The movie downloads in less than 90 seconds. That’s blazingly fast – Vodafone’s new 5G network gives me connection speeds peaking at 460Mbps (megabits per second), typically 8-10 times what I get on the 4G network.

But as I walk towards Cuba St, I slip out of 5G coverage. There are less than two dozen 5G cell sites enabled in Wellington. Others in Auckland, Christchurch and Queenstown similarly cluster around the CBD. So, 5G is a patchy experience, literally.

Near Te Papa, I find 5G coverage again, but the download speed is less impressive – about 200Mbps. Speed is the major touted benefit of moving to 5G, the fifth generation of mobile networks.

As well as faster downloads, you’ll enjoy more capacity in the network, which helps when the airwaves become crowded with people making calls and posting Instagram updates. Hardly anyone is using 5G, so early adopters get a lot of expensive networking equipment to themselves.

Fast downloads are really the only aspect of 5G to get excited about currently. Uploads are a different story. Vodafone’s 5G network is what’s called “non-standalone” 5G. That’s a combination of existing 4G infrastructure and the new 5G cell sites, a sort of transition stage before we move to true standalone 5G, probably a year or two away.

Data uploads on 5G actually happen over the 4G network, which typically gives you upload speeds of 30-50Mbps. For that same reason, the other major selling point for 5G – what Vodafone calls “near-zero lag” when playing games and streaming video – is still out of reach. I was getting a lag of about 50 milliseconds (the length of time to send data from my device to its destination) in my testing, the same as using the 4G network.

Eventually, that lag will be reduced to just a few milliseconds, opening up intriguing options for entertainment, smart cities and industrial uses. But for now, the gap between the reality and the promise is huge.

There’s also a premium to pay for that speed advantage. A 5G-capable Samsung Galaxy Note 10+ will cost you $2199 versus $1899 for the 4G version. Samsung’s Galaxy A90, which I’ve been using, costs $1399. Other handsets will hit the market in the coming months. Vodafone is offering 5G as a free add-on to existing mobile plans until June 30, but after that it will cost an extra $10 a month.

With those fast downloads, you might also have to upgrade to an unlimited mobile data plan, which costs $80 a month with Vodafone. That doesn’t allow tethering, so you won’t be able to use your 5G phone to supply internet access to your other devices.

It really isn’t worth the price of admission until 5G coverage is fleshed out and compelling uses for it emerge.

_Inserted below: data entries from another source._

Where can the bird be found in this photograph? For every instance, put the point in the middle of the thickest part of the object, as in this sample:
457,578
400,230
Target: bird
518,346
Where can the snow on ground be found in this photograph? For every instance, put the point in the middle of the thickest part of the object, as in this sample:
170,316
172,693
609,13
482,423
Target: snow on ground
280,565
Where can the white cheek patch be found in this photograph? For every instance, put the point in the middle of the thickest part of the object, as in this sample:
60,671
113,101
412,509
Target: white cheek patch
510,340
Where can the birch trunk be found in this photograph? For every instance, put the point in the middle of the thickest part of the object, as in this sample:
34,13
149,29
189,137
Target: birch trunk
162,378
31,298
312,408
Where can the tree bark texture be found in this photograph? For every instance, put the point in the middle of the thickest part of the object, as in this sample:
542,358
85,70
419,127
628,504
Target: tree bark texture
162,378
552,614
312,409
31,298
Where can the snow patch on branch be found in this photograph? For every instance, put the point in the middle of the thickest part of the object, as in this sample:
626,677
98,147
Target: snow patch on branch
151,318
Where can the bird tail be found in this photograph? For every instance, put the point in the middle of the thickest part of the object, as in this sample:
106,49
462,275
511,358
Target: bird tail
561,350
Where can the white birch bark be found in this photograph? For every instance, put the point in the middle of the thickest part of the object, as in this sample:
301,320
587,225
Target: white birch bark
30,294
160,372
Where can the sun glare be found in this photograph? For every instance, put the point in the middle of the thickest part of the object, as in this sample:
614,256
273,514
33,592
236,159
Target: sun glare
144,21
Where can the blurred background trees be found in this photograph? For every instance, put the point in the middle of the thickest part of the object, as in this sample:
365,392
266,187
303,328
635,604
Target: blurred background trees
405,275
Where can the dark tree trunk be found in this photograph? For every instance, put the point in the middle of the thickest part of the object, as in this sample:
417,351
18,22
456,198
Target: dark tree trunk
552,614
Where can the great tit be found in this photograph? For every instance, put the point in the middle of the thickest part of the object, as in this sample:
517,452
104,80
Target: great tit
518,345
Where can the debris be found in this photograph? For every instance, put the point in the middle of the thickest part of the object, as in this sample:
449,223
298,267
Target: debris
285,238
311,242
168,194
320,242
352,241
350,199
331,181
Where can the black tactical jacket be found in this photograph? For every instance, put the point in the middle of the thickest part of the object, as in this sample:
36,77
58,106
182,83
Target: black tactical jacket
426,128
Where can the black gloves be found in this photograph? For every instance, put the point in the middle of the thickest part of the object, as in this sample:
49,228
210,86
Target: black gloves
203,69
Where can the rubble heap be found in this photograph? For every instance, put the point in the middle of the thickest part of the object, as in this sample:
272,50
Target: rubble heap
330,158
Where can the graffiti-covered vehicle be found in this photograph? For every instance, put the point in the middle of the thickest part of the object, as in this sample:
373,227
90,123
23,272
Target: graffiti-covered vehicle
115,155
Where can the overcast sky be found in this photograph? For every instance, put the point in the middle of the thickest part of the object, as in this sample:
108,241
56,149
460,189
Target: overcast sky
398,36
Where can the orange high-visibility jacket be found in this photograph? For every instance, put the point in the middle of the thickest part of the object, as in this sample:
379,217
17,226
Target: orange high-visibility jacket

But the advent of 5G still benefits the rest of us laggards a generation behind.

The mobile-network operators are investing to improve coverage and capacity in their 4G networks to aid 5G performance. That means the 4G experience is getting better, with expanded coverage and more capacity. Vodafone and Spark have also recently enabled a technology that allows for better-quality voice calls.

VoLTE (Voice over Long Term Evolution) sends your mobile voice call via the 4G network, rather than the 3G network. It can mean clearer calls that connect more quickly and you are more likely to have a better experience if you are surfing the web or using apps while you are on the phone. Again, you’ll need compatible hardware to make it work, which will involve buying a new VoLTE or getting a software upgrade to your existing phone if it is compatible.

So, even if you sit out this big tech upgrade, you can enjoy the enhancements it is bringing to good old 4G, which will be around for many years to come.